飛び跳ねれば見えてしまいそうなスカートの丈はスースーしていて落ち着かないし、上に至っては完璧に胸の膨らみが顔を出し、無理やり閉めた釦のせいで谷間が際立っている始末。こんなんじゃ鬼との戦いで大きく呼吸をした瞬間、たちまち第四釦が弾けるだろう……
これじゃあ、上弦どころか任務にも集中できない。
軽量化にも程があると思わず頭を抱えてしまう。
「………前田さん。言いにくいんですが、寸法が間違っているようで……」
「おや?可笑しいですね。私の見立てではピッタリの筈なのですが……」
扉越しで声をかければ、不思議そうな声色で返答が返ってきて、ゆっくりと扉が開かれる。
「え!!?ちょ、ちょ、ちょ……なんで入ってくるんですか〜!!?」
突然病室に入ってきた前田に茜は思わず声を上げる。だが、鼻息を荒くした前田が近寄って来て、胸元を押さえて後ずさる。
「ピッタリじゃないですか!!やはり貴方は素晴らしい逸材だ!!私の見立てに狂いはない!!」
「はぁ!?狂いまくりでしょ!?これの何処がピッタリなの!?」
ふごふごと鼻息を荒立てる前田に、遂に敬語すら忘れて声を上げた茜は、すかーとの裾を下に引っ張り不満を口にする。
「これじゃあ鬼殺に集中できないじゃない!!」
「何を仰いますか!風に揺れ、見えそうで見えない……これが正に美学と言うもの!!」
「何言ってんの!?この変態!!!………あ!さっきの隊服返して」
何を言っても嬉しそうに頷く前田に、ハッと思い出し問いかける。
「あ、それなら先程庭で燃やしました」
「はあぁぁ!??」
しかし、悪びれる様子もなくあっけらかんと言い放つ前田に、怒りでワナワナ震え出す。
この場合、殴り飛ばしたら隊律違反に問われるのだろうか……
茜が本気でそう考え始めた時、前田の後ろに見知った人影が現れた。
「よお眼鏡ェ……お前此処で何してやがる?」
それにギギギ…とまるで機械音でも鳴りそうな程に恐る恐る振り返った前田は、此方を睨みつける実弥の姿に悲鳴を上げた。
「ひぃっ、……風柱様、これには深い訳がありまして」
「ア?深い訳って何言って、や、がる……」
前田が振り返った事で、それまで前田の影に隠れていた茜の姿が露わになる。
「………」
「………」
「………オイ、眼鏡ェ」
その瞬間、前田は自分の死を悟った。
「テメェは茜になんてもん着せてやがる!!死にてェのかァァ!?」
「ヒィィィ……すみません、すみません、すみません」
胸ぐらを掴まれ、至近距離で怒鳴られる。
あまりの恐怖に前田が喉をヒュッと鳴らせば、正式な隊服を今すぐ持って来いと命じられる。
「そ、れは……些か厳しいと申しますか…」
「ア"?」
「いえ、はい。直ぐにお持ちいたします」
顔を真っ青に染めた前田は、実弥の言葉にブンブンと首を縦に振り、一目散に病室を飛び出して行った。
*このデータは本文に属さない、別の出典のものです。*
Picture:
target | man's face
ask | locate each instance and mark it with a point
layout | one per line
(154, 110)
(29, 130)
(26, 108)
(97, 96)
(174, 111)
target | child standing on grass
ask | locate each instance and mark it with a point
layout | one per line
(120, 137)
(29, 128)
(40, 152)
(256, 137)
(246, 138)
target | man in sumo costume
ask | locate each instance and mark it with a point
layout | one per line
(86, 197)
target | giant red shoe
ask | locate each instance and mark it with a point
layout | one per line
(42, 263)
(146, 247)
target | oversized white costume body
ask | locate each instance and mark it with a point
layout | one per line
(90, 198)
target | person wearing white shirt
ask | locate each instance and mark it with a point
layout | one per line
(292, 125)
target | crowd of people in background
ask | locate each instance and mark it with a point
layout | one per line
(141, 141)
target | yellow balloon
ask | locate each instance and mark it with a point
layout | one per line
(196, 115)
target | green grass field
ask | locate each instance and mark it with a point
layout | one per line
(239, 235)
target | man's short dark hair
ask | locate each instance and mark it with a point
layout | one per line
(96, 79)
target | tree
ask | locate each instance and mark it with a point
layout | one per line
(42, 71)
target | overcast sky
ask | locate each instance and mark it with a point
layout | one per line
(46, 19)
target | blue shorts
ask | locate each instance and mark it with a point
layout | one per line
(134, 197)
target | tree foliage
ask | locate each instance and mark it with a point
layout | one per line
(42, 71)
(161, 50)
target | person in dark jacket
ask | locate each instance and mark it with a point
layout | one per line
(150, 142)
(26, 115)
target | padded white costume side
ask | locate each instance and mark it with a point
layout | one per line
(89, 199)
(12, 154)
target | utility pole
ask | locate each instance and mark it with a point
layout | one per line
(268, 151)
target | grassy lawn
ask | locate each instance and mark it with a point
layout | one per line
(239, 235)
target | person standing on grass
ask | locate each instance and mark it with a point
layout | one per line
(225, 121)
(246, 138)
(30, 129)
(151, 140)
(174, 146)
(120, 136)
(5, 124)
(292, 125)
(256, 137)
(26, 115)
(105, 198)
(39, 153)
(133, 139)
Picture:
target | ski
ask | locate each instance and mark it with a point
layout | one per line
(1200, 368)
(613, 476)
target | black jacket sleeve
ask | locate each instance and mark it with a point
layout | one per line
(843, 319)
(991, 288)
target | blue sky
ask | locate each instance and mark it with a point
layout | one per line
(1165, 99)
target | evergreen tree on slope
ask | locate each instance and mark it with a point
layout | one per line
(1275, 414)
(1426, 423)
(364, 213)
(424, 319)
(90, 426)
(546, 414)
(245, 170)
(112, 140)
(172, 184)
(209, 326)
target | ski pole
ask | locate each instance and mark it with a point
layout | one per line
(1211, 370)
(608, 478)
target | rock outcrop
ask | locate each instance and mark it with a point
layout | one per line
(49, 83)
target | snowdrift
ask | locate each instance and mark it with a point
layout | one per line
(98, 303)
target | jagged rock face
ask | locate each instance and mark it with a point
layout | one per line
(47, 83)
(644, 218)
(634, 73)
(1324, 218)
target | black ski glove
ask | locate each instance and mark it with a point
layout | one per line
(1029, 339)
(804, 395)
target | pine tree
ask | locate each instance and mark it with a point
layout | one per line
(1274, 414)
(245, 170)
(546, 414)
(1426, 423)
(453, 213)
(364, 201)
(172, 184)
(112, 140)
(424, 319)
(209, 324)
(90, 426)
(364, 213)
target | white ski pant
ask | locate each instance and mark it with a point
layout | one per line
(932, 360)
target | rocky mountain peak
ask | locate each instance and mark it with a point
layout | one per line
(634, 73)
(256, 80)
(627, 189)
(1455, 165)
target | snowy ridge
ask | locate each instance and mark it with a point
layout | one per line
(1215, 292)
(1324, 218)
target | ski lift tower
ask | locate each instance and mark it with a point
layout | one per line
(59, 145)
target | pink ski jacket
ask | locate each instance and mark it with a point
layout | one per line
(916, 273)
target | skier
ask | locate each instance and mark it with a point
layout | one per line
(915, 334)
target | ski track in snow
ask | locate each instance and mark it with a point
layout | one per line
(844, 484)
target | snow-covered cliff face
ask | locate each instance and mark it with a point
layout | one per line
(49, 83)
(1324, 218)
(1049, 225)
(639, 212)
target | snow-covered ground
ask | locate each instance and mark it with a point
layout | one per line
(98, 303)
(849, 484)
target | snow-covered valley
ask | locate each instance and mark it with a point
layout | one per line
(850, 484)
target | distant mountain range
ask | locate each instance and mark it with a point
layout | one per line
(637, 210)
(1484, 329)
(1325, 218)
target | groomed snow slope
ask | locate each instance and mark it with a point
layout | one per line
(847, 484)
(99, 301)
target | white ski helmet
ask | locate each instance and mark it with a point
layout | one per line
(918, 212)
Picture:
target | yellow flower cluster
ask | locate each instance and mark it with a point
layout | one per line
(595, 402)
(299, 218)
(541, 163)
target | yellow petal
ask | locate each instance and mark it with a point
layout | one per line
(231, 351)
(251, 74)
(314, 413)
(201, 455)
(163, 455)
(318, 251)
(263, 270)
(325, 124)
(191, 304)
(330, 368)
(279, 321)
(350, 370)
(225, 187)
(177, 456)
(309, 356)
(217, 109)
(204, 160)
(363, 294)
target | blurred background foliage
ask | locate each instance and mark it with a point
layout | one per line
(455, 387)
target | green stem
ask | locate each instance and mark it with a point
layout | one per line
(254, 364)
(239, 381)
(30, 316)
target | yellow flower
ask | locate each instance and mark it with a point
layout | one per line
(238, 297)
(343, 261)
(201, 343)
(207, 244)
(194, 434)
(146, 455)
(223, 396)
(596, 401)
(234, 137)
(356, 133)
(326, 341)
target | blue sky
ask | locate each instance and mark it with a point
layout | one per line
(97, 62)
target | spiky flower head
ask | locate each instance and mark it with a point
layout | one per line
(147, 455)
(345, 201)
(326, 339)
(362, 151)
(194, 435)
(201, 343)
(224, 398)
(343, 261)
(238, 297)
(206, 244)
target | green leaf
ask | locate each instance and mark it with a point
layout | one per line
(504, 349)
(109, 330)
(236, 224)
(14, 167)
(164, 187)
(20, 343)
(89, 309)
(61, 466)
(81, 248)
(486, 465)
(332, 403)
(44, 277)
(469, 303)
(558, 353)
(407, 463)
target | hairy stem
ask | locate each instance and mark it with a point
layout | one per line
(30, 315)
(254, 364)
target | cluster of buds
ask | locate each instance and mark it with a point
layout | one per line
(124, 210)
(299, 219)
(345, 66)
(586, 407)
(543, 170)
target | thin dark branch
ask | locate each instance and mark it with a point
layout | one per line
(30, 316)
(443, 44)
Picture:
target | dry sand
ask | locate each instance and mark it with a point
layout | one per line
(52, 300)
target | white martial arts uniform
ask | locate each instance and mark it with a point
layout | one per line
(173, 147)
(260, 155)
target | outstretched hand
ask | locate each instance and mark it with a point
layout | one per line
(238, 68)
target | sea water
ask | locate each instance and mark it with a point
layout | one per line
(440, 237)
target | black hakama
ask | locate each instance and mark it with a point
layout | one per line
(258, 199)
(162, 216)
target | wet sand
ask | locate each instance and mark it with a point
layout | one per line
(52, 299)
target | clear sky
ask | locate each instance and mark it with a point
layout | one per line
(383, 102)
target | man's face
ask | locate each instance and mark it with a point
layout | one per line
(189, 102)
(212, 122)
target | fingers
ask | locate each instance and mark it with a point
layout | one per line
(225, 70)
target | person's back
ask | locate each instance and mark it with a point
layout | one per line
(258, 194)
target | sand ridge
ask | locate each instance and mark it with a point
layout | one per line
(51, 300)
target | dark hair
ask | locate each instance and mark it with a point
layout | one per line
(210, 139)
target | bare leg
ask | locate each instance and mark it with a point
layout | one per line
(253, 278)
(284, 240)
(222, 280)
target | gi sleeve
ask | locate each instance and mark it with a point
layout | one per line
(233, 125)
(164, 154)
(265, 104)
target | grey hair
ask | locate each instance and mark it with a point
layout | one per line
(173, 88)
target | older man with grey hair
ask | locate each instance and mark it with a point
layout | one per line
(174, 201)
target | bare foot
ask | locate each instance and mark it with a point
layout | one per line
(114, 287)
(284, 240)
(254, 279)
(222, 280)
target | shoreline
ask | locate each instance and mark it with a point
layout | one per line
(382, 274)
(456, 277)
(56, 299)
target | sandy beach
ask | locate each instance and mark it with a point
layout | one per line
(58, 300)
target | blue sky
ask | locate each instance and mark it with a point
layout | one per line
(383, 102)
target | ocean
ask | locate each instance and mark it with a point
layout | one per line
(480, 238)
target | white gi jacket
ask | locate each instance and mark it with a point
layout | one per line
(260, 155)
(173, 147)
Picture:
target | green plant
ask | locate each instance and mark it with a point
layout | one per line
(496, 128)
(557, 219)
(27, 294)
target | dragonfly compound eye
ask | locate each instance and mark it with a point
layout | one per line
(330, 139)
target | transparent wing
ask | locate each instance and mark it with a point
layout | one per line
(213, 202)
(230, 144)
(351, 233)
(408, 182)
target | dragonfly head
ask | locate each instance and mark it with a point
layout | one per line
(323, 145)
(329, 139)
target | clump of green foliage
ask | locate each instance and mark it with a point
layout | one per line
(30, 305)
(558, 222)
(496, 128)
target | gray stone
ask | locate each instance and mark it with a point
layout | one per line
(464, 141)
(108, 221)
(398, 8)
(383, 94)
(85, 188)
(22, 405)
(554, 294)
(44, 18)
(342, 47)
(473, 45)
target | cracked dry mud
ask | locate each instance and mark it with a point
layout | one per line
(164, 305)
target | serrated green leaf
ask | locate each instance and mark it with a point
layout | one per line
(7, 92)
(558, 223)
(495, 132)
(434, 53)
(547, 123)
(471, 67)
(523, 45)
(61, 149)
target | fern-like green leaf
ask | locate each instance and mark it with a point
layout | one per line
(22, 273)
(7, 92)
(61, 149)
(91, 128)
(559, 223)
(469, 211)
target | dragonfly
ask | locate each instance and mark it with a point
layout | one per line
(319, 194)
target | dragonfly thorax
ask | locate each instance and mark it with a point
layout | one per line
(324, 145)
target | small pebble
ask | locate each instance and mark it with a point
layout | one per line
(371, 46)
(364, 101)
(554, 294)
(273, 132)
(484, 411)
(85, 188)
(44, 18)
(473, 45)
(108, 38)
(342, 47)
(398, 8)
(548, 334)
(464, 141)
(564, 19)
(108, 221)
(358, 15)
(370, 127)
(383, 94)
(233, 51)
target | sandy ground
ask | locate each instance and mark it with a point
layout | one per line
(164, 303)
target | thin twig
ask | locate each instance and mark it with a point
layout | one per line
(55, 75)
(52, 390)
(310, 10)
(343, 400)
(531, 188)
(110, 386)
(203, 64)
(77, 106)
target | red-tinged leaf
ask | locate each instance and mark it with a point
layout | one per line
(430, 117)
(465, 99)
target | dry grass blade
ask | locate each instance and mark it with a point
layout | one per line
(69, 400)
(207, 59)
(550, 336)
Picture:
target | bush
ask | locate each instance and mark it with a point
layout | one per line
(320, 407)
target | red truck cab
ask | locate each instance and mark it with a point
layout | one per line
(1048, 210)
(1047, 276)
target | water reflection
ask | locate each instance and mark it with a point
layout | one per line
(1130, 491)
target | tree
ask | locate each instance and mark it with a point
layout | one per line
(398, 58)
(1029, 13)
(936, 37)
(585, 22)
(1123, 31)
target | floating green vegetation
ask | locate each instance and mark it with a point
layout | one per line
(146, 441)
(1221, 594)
その一部始終を目撃していた茜がポカンとした表情を浮かべていれば、くるりと振り返った実弥に羽織を無造作に押し付けられる。
「ぶっ、ちょっと!」
「テメェは馬鹿かァ!!なんであんな眼鏡野郎の言いなりになってやがる!!」
「ちがっ、……だって新しい隊服をって言うから」
「だからってなァァ、女が体を冷やすんじゃねェェ」
早く病衣に着替えろ!と真っ赤な顔で怒鳴り散らしズカズカと病室を出て行った実弥に、茜も思わず頬を染めた。
〝クソ、さっきの茜の姿が頭から離れねェ……どんな顔して接すればいいんだァ……〟
〝わぁぁ〜ん……こんな姿実弥さんに見られるなんて〜、……恥ずかしい〟
互いに姿が見えなくなったその瞬間、顔を覆ってズルズルとその場に蹲った二人は、互いの反応を思い出し悶々と頭を悩ませるのだった。